Dear Coach Reid and the UVA Coaching Staff:
... This morning I met with you to discuss my involvement in the hunger strike and you expressed your disappointment that I and my fellow strikers are not seeking to resolve this grave issue in a more "political" manner. You told me that you had thought higher of me before you learned of my involvement in this campaign and stated that you were dismayed by my perceived unwillingness to "follow the rules."
... I would firstly like to point out that this campaign has existed at UVA for 14 years and has thoroughly exhausted all manner of negotiations "within the rules" without any tangible results.... Secondly, no great injustice has ever been overturned by following the rules. Our great country was founded on the wholly evil institution of slavery, which was only overturned when the nation split in two and engaged in civil war. The Jim Crow reign of segregation and fierce race hatred in the south, though challenged repeatedly through purely political and judicial actions, was eventually overturned only as a result of the nonviolent protest tactics of the Civil Rights Movement.
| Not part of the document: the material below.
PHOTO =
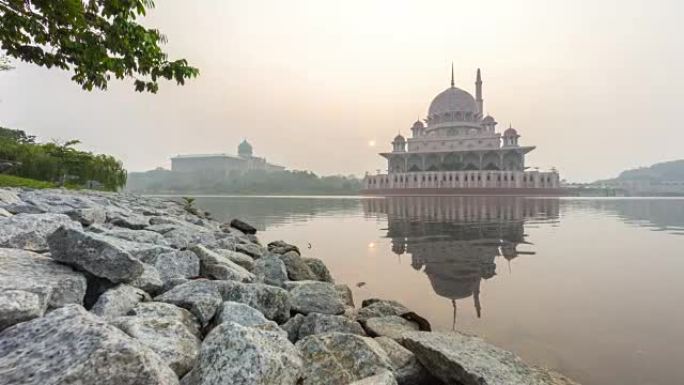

... I believe it is my responsibility as a member of the University community, and even moreso as a member of the human race, to stand up for those whose voices have been silenced and whose livelihoods are being marginalized by the policies of the current University administration. In fact, I firmly believe that the workers that the Living Wage Campaign represents are just as important to this community, if not moreso, than any football coaches, players, or fans. Thus, it disheartens myself and my fellow campaigners that while these workers, the majority of whom are women and African Americans, are being systematically discriminated against and exploited, there are plans to spend millions of dollars on a domed practice field and other accommodations for the athletics department.... I refuse to comply with rules, regulations, or restrictions that reinforce the discrimination, persecution, and exploitation of human beings.
... I happily sacrifice my bodily needs for the greater cause of economic and social justice and I would, without hesitation, sacrifice my membership on the football team and my enrollment at the University if it would result in the University administration recognizing and meeting the demands of the Living Wage Campaign.... I wish you, the rest of the coaches, and all of my teammates nothing but the best and I sincerely love you all as my family.
A few hours later, he ups the ante. His letter to his coaches becomes the heart of a Why I'm Hunger Striking post that he writes for Michaelmoore.com. In no time The Huffington Post and The Nation, upon discovering that he's an athlete, publish it too.
He decides to ignore his coach's reservations and keep starving. Stairways grow daunting. His body grows colder. His sense of smell intensifies, a primal response to food deprivation: He can scent a ham sandwich a first down away. Over and over, the gut flashes the mind a message—I'm hungry—and the legs begin walking automatically toward the dining hall, and over and over the mind flashes back the same reply, Stop! You can't eat, until finally the loop exhausts itself and the body says, To hell with it all, then, just let me sleep....
Hunger's fourth day dawns. The campus workers send word to the strikers—We can't show up at the noontime rallies; we're afraid of getting fired. But Miss Mary can't be fired for riding by on her bike and smiling and waving her gratitude to Joseph. "Every time I see him," she says, "it's a joy to my eyes." Mama Kathy can't be fired for shaking a finger at him and crying, "Eat, gorgeous! Just eat when nobody's looking and act like you're hungry! Pretend you're in the drama department and you're going for the Academy Award!"
"Aw, I can't do that, Mama," Joseph replies.